94/96 St George’s Square, Portsea
Built on the site of the Blue Anchor in 1853, the Eagle stood on the corner of Butcher Street and St George’s Square, Portsea and was the last of many pubs that once stood on the square. Originally part of the Pike brewery, the pub remained trading until the summer of 1982 when it served its last pints. The premises was converted to flats in 1988 and was given an external facelift in 2006.
Left-hand photograph 8th February 2007.
The East Cosham Tavern
48 Havant Road, Cosham
This former Brickwood’s pub once stood directly in front of the newly constructed (early 1960s) Uncle Tom’s Cabin, which itself was built to replace both the East Cosham Tavern as well as the original Uncle Tom’s Cabin – a Gale’s tavern that stood immediately to the west. The second to left-hand photograph looks east along Havant Road and clearly shows both original pubs. The colour photographs show the East Cosham Tavern undergoing demolition and in the right-hand image we see the new pub standing immediately behind.
Colour photographs ©Peter Barlow.
The Eastney Arms
42 Cromwell Road, Eastney
Another 19th century street corner local, the Eastney Arms was owned by the Miles Brewery and stood on the corner of Eastney Street. The pub closed its doors as long ago as 1918 and soonafter reopened as a shop. In 1975 it became a Chinese takeaway. Today the premises houses a convenience store.
Photographed 15th July 2007.
The Eastney Cellars
56 Cromwell Road, Eastney
This small, street corner local traded as the Eastney Cellars as long ago as the 1880s. Once part of Portsmouth’s Young’s brewery, a century later it was in the hands of Friary Meux before being sold to Gales as part of a job lot in 1990. It was put on the market soon after and was refitted and renamed the Cellars At Eastney, becoming popular with the gay community.
This guise didn’t last long and the premises changed hands once more, transforming the pub into Portsmouth’s premier live music bar. The formerly run-down pub became a thriving, comfortable bar, featuring live acts most nights of the week. These often included well-known names from both the UK and abroad. Sadly, the Cellars At Eastney closed on 1st August 2015 following the expiry of its lease with Enterprise Inns. By the winter of 2016 the pub was in the process of being converted to private accommodation.
The right-hand photograph shows the pub’s very rare Youngs Brewery window – Youngs of Portsmouth being the owner of the pub between the years 1878 and 1964. The fate of this window is unknown.
Colour photographs (left to right): 4th February 2007; 4th February 2007; 18th February 1990.

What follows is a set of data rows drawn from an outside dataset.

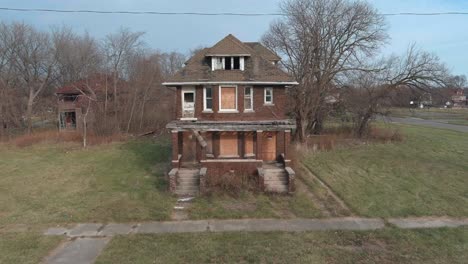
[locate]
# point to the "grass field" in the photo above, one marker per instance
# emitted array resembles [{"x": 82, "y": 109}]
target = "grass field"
[
  {"x": 249, "y": 205},
  {"x": 26, "y": 247},
  {"x": 426, "y": 174},
  {"x": 63, "y": 183},
  {"x": 384, "y": 246},
  {"x": 451, "y": 116}
]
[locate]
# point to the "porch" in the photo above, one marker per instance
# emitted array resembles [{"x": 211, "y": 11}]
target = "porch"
[{"x": 234, "y": 142}]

Window photograph 9th November 2015.
The Egremont Arms
52 Crasswell Street, Landport
A former Portsmouth United Breweries pub, the Egremont was one of three surviving pubs on Crasswell Street until the late 1980s. The pub featured some attractive glazed tile work and the building has thankfully remained intact following conversion to private residences (see right-hand photo). Whilst it traded, the Webmaster recalls a rather sparten interior, with bare boards and upturned wooden casks for tables. The lack of windows also meant that it was a rather dark place in which to drink!
Photographs, left to right: 14th August 2005; 18th February 1990.
The Elephant & Castle
107 Sultan Road, Buckland
Located on Sultan Road in the centre of the inner city Buckland estate, the Elephant & Castle suffered not only from a poor reputation, but also from its less than glamorous appearence, being of typically cheap post-war design.The building shown in the colour photograph was constructed in 1959 to replace the original pub that was destroyed by a bomb on 27th April 1941 (see right-hand photograph). Originally a Pike’s house, the pub had passed into the hands of Brickwood’s by 1910 and was subsequently swallowed up by London brewer Whitbread. The latter building was demolished in 2001 to make way for more housing.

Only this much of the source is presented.